Кормили очень плохо, но спасало то обстоятельство, что у сербов, с которыми я сидел в одной камере, были деньги, на которые и покупалось для всех нас продовольствие.
В Екатеринбурге я исхудал и обессилел, в Перми же несколько поправился.
Елена Петровна, графиня Гендрикова и Шнейдер сидели все вместе в другой камере. Виделись мы с ними издали только на прогулках и в церкви.
На прогулку я и Смирнов выходили дважды в день. Гуляли во дворе, одни, без надзирателя. Сербы не гуляли, опасаясь за свою жизнь. Действительно, некоторых заключенных в это время расстреливали. Так, расстреляли Знамеровского[71]. Он был жандармским офицером в Гатчине, откуда, также как и великий князь Михаил Александрович, был выслан в Пермь, где он жил в одной гостинице с великим князем, с которым часто проводил время и совершал прогулки.
К Знамеровскому приехала жена с сыном. Она поселилась вместе с мужем. Ее обыскали, нашли письма к Михаилу Александровичу. Письма взяли, а Михаила Александровича и его секретаря через некоторое время увезли из гостиницы. На другой день после увоза великого князя арестовали самого Знамеровского, оставив пока на свободе его жену. Знамеровский, также как камердинер великого князя Челышев[72], а также шофер великого князя сидели с нами в Пермской тюрьме. Через некоторое время арестовали и Знамеровскую, отдав её сына дяде, брату самого Знамеровского.

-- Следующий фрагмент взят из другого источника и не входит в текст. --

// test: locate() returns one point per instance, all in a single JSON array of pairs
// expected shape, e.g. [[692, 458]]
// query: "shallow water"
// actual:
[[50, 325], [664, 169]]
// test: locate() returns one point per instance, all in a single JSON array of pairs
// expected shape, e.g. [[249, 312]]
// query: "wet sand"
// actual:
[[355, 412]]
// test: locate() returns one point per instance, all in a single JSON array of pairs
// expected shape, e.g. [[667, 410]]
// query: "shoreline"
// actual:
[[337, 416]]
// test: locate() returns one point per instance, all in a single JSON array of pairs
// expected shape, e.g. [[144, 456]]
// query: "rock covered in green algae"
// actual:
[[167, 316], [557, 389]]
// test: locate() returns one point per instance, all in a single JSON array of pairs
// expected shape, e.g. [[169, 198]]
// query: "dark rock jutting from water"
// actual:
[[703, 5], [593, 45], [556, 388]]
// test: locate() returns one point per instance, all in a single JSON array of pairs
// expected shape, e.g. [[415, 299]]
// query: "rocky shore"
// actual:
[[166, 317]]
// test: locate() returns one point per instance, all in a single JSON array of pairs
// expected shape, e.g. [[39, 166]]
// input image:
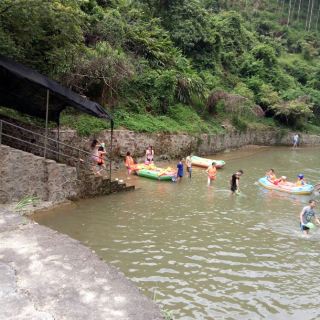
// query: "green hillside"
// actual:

Однажды Знамеровского позвали, как будто бы для допроса. Он сказал какую-то резкость. Его грубо вытолкали во двор и тут же расстреляли. Это стало известно заключенным и давало повод сербам воздерживаться от прогулок. В полночь с 21 на 22 августа старого стиля в камеру вошел надзиратель и спросил:
– Кто Волков? – Я отозвался.
– Одевайтесь, пойдемте. – Я стал одеваться. Смирнов также оделся и сам, сильно взволнованный, успокаивал меня. Я отдал ему бывшие у меня золотые вещи; мы попрощались, поцеловались. Смирнов сказал мне:
– И моя участь, Алексей Андреевич, такая же, как ваша[73].

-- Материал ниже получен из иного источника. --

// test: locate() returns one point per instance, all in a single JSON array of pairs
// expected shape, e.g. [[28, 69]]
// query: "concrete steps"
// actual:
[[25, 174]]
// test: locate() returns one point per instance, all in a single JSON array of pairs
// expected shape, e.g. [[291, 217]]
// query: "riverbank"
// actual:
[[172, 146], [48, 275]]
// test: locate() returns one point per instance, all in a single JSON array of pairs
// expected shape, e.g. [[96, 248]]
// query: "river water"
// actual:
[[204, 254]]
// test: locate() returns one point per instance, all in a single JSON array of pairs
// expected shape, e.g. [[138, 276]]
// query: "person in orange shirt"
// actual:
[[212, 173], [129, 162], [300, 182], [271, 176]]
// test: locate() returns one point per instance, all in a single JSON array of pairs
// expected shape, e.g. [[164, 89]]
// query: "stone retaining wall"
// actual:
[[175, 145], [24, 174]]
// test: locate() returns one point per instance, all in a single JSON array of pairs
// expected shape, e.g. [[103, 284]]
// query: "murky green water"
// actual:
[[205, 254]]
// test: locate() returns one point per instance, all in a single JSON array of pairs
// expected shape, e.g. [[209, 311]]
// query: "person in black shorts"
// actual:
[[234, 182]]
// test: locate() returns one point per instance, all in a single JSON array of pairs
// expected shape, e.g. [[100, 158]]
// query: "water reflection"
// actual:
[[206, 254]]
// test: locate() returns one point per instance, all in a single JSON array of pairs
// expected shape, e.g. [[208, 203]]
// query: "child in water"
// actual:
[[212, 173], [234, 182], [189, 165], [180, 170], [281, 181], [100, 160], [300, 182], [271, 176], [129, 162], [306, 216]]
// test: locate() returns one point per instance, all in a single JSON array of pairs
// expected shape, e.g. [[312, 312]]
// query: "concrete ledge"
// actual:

Пришел с надзирателем в контору, где уже ожидали трое вооруженных солдат. Ожидаем Гендрикову и Шнейдер. Раздается телефонный звонок: спрашивают, очевидно, о том, скоро ли приведут нас; ответили: «Сейчас» – и послали поторопить Гендрикову и Шнейдер. Скоро подошли и они в сопровождении надзирателя. Тотчас, под конвоем трех солдат, очень славных русских парней, тронулись в путь. Он был не особенно далек. На вопрос, куда нас ведут, солдат ответил, что в арестный дом. Здесь нас ожидали еще восемь человек: пять мужчин и три женщины. Между ними были Знамеровская и горничная той гостиницы, где жил великий князь Михаил Александрович. Таким образом нас всех оказалось одиннадцать человек. Конвойных было двадцать два человека. Начальником являлся какой-то матрос. Среди конвойных, кроме приведших нас трех солдат, не было ни одного русского.
Гендрикова пошла в уборную и спросила конвойного о том, куда нас поведут отсюда. Солдат ответил, что нас поведут в пересыльную тюрьму.

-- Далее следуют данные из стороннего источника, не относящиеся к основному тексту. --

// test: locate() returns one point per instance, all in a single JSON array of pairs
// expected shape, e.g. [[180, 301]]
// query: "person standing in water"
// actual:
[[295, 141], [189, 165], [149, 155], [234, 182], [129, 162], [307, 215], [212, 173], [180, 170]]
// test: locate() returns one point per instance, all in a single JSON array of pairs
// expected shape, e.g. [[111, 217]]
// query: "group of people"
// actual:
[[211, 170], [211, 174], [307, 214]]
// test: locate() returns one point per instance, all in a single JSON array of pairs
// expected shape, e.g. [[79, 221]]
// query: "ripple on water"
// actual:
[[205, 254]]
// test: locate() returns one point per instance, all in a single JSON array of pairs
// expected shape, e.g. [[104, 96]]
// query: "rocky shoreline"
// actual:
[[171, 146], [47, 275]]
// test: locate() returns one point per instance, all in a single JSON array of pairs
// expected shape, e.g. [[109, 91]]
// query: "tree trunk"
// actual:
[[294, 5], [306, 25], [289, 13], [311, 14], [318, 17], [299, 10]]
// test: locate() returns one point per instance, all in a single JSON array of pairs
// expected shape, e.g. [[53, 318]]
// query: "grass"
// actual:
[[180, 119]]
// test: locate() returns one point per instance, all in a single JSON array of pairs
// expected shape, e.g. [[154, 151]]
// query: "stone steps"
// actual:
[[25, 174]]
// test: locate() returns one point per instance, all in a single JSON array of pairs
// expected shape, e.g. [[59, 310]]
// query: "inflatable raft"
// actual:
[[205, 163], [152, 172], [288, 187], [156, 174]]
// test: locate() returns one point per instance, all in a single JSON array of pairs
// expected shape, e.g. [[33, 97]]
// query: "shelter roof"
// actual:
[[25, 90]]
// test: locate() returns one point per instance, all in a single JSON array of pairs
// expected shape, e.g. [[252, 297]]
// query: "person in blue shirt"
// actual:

– А потом? – спросила Гендрикова.
– Ну, а потом – в Москву, – ответил конвойный. Пересказывая свой разговор с солдатом, Гендрикова сделала пальцами жест:
– Нас так (т. е. расстреливать) не будут.
Матрос, уже одетый, веселый, с папироской во рту, не раз выходил на улицу: очевидно, смотрел, не рассветает ли. Слышен был голос конвойного:
– Идем, что ли?
– Подождем немного, – отвечал матрос. Через некоторое время он сказал:
– Пойдемте.
Вывели нас на улицу, выстроили попарно: впереди мужчин, позади женщин, и повели. Провели через весь город, вывели на Сибирский тракт, город остался позади. Я думаю: где же пересыльная тюрьма? И в душу закралось подозрение: не на смерть ли нас ведут?
Впереди меня шел мужчина. Я спросил его, где пересыльная тюрьма.